L’Albania che ho visto io è un paese che, pur pieno di problemi e in cui la maggioranza della popolazione magari non sta “bene” (almeno secondo i nostri canoni), è vivo e pulsante, ed ha una gran voglia di crescere. La gente è entusiasta, ha voglia di fare e di allinearsi agli standard che vede arrivare dall’estero. Che sono poi, in larga parte, quelli italiani, visto che qui arrivano tutte le nostre televisioni e il 70% della popolazione parla italiano ad un livello che va dal “farsi capire” al “indistinguibile da un italiano” – come è capitato a me.
L’arrivo a Tirana è già un segnale forte: l’aeroporto – nuovo di 6 mesi – è al ivello di molti aeroporti italiani ed internazionali, nonchè migliore di parecchi. La strada dall’aeroporto a Tirana, in un paesaggio brullo e senza molto movimento, è costellata da enormi cartelloni pubblicitari di banche e compagnie telefoniche, molti in inglese. Entrati nella periferia di Tirana ti rendi conto che non è tutto rose e fiori: ai lati della strada (nuova) molta polvere, molti lavaggi per auto, e molti banchetti che vendono di tutto, dalla frutta e verduura, agli animali vivi, a campionari completi di cerchi in lega per auto. Poi, man mano che ti addentri nella città, il paesaggio cambia, e spunta perfino un nuovissimo centro commerciale dedicato solo a prodotti ed esercenti italiani; se fosse preso di peso e trasportato in una qualsiasi città italiana non sfigurerebbe di sicuro.
Inizia il traffico, regolato da vigili quasi ad ogni incrocio, ma non caotico, solo forse un po’ confuso, come in tutte le città: mi dicono che lì il semaforo rosso sia un po’ un’opinione, e sorrido. Ci sono auto di tutti i tipi, dalle utilitarie scassate ai SUV, ma noto una predominanza di Mercedes, molte di modelli vecchi, specialmente i taxi. Iniziano i negozi, ed il paesaggio si fa sempre più simile a quello di una città “normale”.

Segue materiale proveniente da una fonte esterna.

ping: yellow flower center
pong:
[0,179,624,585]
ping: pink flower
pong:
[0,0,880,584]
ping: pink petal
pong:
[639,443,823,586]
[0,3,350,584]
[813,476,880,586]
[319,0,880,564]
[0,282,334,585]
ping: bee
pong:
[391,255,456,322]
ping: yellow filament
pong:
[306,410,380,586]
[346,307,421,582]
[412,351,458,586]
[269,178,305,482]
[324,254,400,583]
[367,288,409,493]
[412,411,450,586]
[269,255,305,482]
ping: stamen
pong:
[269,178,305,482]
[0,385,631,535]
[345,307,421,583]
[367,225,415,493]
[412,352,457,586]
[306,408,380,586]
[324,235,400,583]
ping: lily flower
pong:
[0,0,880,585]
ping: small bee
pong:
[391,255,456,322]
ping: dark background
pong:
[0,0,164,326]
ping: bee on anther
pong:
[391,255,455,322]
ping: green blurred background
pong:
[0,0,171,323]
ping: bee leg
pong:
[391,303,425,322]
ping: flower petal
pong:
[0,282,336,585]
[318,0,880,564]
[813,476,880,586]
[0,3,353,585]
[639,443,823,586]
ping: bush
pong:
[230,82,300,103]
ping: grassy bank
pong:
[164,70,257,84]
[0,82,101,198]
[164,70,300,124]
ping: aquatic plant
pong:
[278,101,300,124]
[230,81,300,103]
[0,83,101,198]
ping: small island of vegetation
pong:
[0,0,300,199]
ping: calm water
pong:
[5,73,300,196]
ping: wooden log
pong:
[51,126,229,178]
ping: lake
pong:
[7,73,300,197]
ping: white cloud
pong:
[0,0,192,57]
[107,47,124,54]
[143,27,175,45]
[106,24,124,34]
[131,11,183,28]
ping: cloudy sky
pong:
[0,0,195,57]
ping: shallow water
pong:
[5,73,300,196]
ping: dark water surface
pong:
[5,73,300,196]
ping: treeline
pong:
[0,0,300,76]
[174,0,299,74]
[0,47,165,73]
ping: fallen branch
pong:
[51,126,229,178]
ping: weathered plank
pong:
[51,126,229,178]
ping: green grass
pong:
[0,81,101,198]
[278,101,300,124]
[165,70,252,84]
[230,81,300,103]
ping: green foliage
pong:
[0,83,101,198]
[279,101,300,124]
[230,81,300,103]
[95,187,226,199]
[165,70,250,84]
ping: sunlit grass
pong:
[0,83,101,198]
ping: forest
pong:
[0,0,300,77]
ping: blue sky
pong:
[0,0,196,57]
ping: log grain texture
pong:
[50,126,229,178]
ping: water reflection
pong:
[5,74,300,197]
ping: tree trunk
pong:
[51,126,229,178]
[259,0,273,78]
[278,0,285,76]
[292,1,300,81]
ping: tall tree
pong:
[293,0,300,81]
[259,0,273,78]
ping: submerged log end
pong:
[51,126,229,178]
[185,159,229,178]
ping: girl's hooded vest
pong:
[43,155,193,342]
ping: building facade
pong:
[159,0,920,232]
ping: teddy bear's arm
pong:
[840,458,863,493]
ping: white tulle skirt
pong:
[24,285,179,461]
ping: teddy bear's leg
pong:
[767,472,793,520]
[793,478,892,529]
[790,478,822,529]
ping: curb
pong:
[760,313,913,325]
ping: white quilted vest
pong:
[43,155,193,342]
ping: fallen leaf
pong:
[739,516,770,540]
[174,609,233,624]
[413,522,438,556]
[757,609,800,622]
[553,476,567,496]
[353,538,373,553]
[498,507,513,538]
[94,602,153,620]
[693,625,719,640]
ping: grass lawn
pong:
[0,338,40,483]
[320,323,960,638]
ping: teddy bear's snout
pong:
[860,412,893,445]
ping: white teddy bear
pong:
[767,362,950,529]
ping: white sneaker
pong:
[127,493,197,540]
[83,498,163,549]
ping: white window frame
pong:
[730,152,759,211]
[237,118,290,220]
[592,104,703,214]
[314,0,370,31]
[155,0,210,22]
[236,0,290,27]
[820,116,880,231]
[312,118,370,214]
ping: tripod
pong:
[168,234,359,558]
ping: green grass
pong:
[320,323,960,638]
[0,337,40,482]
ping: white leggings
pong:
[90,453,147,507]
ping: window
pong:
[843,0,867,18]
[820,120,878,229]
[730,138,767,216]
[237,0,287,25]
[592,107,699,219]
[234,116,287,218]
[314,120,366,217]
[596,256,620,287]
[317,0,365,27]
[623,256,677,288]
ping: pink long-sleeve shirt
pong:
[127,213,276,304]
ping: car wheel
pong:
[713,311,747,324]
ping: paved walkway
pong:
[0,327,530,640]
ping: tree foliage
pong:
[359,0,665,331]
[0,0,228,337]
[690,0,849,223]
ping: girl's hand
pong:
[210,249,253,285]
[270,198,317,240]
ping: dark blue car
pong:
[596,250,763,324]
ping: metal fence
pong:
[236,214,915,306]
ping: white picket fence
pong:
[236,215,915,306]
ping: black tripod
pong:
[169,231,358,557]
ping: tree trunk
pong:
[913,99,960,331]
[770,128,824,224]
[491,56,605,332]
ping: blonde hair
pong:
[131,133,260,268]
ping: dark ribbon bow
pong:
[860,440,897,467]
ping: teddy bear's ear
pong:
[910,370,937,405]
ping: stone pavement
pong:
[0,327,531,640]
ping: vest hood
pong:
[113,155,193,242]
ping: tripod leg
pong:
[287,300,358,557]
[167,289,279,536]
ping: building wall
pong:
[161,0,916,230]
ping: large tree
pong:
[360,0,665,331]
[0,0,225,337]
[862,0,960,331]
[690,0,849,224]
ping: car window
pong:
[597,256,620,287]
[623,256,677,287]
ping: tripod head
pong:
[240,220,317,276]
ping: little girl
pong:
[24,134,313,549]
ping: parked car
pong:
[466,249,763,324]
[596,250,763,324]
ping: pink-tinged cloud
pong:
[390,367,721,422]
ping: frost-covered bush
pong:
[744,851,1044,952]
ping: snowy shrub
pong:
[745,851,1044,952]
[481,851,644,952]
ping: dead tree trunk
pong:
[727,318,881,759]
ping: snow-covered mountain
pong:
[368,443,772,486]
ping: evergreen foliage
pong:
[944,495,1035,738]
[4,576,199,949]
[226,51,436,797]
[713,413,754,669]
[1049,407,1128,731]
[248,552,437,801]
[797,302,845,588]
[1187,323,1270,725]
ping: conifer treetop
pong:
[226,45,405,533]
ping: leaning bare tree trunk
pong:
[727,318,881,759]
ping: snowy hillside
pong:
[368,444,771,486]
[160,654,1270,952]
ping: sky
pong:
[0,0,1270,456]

Il centro di Tirana è molto simile, per certi versi, a Roma. Il modello urbanistico, del resto, era stato pensato ed imposto da Mussolini all’epoca dell’invasione, e i palazzi in stile veneziano, i viali ampi e le grandi piazze danno in effetti una sensazione di già visto quasi familiare. La visuale d’insieme non è niente male. Certo, poi ci sono i buchi per strada…
L’albergo è ottimo ma, si sa, i mega alberghi si trovano dappertutto, e non sono quelli a dare il metro di paragone. Però accidenti se ci si ci si sta bene… La gente è cordiale, aperta, ospitale. Girando per la strada si respira una sensazione di vitalità, non la rassegnazione che ti saresti potuto aspettare in un paese come l’Albania. O, meglio, come l’immagine che dall’Italia hai dell’Albania. Ci sono negozi, ristoranti anche di ottimo livello, pizzerie con forno a legna. Una sera ci siamo perfino imbucati ad una festa in una discoteca con tanto di complessino live, dj, laser, musica non male, cubiste con body painting e una discreta quantità di gnocca…
Poi, girando per la città, ti portano in zone diverse, e allora satano fuori i contrasti. Il quartiere studentesco è pieno di giovani assolutamente indistinguibili dai ragazzi italiani: vestiti casual, con i loro zaini, i loro sorrisi, i loro gruppetti; ma è fatto di case vecchie, scrostate, con i banchi di verdura al lato della strada sopra il fango ed i cassonetti della spazatura accanto. E allora l’impressione complessiva è difficile da ottenere, cambia a seconda che tu guardi il paesaggio o la gente, e resti con la sensazione di non aver capito tutto. Forse, come primo approccio, è già qualcosa.